Is my study bot-safe?

  1. Stefan Taubert

    Hello everyone,

    I'm writing my doctoral thesis on the topic of speech synthesis and want to evaluate how synthesized speech samples are perceived in terms of their naturalness and intelligibility. Therefore, I designed a study in which the workers have to listen to eight audio files and rate both aspects on a scale from 1 to 5.

    I'm new to mTurk and my first try of that study unfortunately didn't go well as almost only bots submitted HITs.

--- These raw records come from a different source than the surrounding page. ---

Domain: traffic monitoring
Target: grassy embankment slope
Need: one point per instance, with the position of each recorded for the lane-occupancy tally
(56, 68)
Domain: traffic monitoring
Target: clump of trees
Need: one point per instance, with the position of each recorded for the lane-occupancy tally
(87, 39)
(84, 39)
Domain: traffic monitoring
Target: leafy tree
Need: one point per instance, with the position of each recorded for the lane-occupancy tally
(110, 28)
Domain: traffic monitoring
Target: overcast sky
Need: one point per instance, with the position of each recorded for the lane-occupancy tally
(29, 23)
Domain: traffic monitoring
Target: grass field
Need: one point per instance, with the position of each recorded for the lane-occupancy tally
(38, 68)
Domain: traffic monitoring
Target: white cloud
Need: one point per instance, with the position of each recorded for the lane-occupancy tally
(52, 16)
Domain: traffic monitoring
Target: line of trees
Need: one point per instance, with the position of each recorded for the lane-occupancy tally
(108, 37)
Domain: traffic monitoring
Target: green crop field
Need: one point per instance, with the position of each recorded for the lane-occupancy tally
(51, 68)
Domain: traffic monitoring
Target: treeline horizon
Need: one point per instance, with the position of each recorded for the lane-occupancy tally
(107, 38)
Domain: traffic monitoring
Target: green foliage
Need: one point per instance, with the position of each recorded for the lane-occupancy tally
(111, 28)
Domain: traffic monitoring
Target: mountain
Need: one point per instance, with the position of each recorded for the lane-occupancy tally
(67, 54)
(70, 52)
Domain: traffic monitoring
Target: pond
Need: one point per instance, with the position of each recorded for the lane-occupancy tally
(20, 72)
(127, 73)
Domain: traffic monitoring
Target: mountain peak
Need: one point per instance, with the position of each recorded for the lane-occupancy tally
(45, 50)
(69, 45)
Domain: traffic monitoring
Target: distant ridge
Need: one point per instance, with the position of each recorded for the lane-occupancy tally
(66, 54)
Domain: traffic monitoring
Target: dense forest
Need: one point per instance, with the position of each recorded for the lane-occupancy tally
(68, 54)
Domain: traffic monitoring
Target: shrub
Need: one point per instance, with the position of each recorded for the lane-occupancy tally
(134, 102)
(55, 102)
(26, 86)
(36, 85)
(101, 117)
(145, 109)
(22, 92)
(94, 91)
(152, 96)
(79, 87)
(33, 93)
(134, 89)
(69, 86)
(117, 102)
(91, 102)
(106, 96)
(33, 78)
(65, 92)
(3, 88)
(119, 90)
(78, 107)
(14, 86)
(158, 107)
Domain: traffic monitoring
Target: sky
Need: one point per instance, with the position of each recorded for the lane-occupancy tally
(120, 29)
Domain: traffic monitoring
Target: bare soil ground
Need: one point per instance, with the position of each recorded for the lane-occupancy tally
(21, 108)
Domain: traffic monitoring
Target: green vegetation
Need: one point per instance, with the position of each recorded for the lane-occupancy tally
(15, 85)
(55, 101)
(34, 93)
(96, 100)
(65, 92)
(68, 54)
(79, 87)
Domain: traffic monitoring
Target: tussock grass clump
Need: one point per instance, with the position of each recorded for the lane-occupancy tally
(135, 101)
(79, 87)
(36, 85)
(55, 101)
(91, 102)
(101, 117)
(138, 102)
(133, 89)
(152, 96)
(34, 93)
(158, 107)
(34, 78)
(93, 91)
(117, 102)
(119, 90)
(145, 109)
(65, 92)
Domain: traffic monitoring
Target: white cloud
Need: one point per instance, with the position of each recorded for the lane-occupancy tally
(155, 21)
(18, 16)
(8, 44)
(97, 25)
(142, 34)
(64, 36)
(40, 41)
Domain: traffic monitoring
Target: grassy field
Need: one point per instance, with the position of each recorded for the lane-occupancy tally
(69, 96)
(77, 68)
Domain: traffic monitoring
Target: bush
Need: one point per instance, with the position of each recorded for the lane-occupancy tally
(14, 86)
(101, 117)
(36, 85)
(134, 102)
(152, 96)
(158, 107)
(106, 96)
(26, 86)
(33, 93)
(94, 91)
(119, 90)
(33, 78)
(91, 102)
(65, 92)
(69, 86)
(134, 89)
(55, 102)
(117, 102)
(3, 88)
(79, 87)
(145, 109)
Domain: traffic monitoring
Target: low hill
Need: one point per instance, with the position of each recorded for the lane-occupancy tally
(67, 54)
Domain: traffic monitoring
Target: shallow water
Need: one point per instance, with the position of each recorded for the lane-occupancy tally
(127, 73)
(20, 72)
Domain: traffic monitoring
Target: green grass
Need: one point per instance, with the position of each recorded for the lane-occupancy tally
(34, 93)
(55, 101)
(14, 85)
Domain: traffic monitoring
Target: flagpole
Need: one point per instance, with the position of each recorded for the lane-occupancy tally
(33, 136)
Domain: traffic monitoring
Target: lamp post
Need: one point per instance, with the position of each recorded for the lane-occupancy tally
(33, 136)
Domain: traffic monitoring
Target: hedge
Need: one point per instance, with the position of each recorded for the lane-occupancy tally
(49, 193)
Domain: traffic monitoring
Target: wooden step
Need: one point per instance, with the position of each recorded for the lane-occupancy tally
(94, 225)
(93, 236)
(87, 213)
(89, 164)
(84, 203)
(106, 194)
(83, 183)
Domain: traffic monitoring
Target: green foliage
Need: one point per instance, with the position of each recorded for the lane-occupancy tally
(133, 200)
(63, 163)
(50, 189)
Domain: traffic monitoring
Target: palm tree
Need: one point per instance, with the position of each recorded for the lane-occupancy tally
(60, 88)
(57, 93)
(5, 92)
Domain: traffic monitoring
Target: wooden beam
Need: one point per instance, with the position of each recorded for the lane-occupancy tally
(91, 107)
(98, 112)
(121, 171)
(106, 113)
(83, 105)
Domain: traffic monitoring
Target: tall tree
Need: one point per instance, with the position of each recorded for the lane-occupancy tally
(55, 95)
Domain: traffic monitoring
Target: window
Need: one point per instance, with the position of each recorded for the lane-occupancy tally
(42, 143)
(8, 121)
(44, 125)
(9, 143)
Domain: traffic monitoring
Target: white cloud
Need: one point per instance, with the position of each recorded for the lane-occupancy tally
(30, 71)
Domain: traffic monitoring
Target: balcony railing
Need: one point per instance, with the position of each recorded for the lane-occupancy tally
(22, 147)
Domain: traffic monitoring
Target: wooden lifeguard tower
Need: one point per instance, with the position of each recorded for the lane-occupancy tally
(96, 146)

For this reason I had to reject ~95% of the assignments.

    The failed study
    I set the acceptance rate to >=85% and the country to USA because only native American English speakers should participate (for linguistic reasons). I didn't place any other restrictions on participation. One HIT took around 90s to complete and I provided 60 HITs with a maximum of 9 assignments for each HIT. There were three bonuses depending on the number of HITs completed and the quality of ratings compared to all workers:

    • base reward: $0.10 (~$4/hour)
    • bonus of $0.10/HIT (for a total of $0.20/HIT, ~$8/hour) if you submit 20 or more HITs or
    • bonus of $0.30/HIT (for a total of $0.40/HIT, ~$16/hour) if you submit 20 or more HITs and your results are among the top 50% or
    • bonus of $0.50/HIT (for a total of $0.60/HIT, ~$24/hour) if you submit 20 or more HITs and your results are among the top 10%.
    After I started the survey, new assignments came in almost immediately that were clearly non-human, as one have to read the instructions for at least 5 minutes to know what to do. All 9 assignments per HIT (540 assignments) were done after about an hour!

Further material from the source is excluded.